Supermarket mogul Ron Burkle and his investment arm Yucaipa have purchased a large part of US luxury retail chain Barneys New York's debt, according to reports.
Citigroup Inc sold a big part of Barneys' secured term loan to Burkle at about 60 cents on the dollar. Yucaipa also bought a big part of Barneys' subordinated debt, says the report that first appeared in the Wall Street Journal on Friday.
Barneys, which is owned by Dubai's Istithmar World Capital, hired restructuring advisory firm Perella Weinberg earlier this year to help shore up its financial position. The luxury chain, with stores in cities like New York and Chicago, has struggled in the recession.
Istithmar, a unit of Dubai World, bought Barneys for $942 million from Jones Apparel Group in 2007. It provided some additional funding to the chain in April, allowing it to pay for its shipments for the rest of the year.
Burkle has bought a large part of the company's secured term loan from Citigroup Inc at about 60 cents on the dollar, the WSJ report says. Burkle, through his investment fund, also bought a chunk of Barneys' subordinated debt.

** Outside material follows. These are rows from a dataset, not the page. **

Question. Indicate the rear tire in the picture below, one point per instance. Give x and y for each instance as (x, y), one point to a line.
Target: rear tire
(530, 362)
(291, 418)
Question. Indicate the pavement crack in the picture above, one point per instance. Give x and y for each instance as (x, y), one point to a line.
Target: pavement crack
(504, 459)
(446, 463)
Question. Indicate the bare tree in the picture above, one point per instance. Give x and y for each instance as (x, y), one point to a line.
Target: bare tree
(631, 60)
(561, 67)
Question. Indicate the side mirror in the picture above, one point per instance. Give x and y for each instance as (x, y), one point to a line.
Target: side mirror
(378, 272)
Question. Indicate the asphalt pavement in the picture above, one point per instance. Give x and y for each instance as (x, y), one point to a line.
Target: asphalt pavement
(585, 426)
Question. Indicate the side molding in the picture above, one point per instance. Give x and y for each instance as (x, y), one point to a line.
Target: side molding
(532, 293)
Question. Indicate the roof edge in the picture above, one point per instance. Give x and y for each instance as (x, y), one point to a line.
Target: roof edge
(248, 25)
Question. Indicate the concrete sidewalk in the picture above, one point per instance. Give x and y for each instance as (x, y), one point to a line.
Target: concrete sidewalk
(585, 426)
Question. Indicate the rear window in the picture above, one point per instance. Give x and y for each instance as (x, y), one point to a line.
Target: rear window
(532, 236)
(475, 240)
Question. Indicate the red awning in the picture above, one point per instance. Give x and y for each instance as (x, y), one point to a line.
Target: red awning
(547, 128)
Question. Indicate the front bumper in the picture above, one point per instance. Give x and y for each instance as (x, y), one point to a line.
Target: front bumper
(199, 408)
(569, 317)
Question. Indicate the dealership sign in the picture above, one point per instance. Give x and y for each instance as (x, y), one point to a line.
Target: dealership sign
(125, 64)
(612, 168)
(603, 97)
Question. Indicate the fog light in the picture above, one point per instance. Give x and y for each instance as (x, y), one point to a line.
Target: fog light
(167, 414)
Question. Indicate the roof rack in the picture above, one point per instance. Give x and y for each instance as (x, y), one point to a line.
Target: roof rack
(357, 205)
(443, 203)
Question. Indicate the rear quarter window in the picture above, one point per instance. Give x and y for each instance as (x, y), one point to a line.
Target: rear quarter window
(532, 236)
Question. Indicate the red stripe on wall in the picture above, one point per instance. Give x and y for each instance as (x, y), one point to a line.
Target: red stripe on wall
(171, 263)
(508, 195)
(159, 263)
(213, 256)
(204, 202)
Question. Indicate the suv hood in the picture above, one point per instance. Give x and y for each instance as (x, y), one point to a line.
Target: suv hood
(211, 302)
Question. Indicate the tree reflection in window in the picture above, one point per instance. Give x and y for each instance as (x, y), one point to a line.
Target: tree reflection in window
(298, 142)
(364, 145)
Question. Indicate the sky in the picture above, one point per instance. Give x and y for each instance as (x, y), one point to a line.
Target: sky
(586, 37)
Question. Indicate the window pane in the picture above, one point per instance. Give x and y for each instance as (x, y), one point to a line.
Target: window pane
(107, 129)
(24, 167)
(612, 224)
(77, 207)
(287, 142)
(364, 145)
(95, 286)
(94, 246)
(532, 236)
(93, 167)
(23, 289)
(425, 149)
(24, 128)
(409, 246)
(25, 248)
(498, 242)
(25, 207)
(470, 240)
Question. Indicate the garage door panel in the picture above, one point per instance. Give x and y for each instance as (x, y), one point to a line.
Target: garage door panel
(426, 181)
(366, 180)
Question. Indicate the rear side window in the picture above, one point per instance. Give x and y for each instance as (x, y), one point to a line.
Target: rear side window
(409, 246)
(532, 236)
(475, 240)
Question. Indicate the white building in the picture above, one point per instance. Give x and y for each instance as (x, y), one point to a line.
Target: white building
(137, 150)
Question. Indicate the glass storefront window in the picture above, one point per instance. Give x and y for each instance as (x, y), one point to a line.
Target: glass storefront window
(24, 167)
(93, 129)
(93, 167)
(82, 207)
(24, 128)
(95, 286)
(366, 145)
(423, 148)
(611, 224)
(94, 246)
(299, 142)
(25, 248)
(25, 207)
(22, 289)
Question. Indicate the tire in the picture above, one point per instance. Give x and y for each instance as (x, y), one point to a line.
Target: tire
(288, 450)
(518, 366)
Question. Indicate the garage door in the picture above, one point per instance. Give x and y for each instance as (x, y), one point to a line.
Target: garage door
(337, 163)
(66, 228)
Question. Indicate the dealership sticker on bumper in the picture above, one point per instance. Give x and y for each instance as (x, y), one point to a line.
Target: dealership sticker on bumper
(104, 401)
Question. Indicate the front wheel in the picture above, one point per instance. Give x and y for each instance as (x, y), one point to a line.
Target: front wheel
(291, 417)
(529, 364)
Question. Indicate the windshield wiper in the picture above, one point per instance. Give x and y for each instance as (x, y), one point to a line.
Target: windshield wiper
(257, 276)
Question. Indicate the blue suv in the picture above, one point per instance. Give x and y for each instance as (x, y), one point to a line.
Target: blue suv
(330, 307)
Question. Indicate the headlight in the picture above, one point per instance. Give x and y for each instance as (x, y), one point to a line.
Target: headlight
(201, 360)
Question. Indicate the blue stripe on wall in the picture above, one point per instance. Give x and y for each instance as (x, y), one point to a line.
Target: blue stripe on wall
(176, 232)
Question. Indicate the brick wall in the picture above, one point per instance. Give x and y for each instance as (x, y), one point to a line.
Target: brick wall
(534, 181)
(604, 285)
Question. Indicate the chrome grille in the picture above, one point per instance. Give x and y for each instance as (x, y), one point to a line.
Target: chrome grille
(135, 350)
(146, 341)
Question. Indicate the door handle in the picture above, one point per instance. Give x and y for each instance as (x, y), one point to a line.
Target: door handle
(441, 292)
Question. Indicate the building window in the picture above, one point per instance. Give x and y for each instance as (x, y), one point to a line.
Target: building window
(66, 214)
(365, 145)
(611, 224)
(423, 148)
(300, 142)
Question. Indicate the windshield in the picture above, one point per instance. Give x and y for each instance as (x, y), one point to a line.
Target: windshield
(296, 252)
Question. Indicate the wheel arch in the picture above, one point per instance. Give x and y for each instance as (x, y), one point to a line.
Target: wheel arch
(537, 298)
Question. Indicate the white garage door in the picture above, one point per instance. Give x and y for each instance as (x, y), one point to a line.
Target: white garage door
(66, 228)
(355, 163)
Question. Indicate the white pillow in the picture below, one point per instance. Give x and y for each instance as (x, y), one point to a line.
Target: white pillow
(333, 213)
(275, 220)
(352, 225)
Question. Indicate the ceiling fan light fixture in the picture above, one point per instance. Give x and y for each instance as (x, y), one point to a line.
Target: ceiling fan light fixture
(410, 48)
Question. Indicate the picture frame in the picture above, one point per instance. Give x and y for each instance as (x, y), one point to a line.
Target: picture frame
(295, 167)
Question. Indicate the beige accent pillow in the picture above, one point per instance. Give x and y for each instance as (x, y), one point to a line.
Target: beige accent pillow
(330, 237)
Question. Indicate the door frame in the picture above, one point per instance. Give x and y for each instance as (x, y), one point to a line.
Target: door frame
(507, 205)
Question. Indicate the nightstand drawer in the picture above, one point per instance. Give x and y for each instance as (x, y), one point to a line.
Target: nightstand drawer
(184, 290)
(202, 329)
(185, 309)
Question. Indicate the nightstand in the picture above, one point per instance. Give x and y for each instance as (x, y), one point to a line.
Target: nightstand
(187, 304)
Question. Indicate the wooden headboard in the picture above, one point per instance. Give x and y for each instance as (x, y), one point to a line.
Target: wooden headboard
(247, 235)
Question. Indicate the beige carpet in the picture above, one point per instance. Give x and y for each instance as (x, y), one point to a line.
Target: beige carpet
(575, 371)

The investment could make Burkle a pivotal player in the future of Barneys, a 42-store high-fashion chain whose cachet has attracted a rotating cast of corporate owners.
Barneys took on debts of about $500 million to fund the purchase. Since then, economic woes have crimped Barneys' sales, and it has been without a chief executive for the past 18 months.
Hedge-fund manager Richard Perry is expected to be the key player in any negotiations as his hedge fund holds a controlling position in Barneys' senior debt.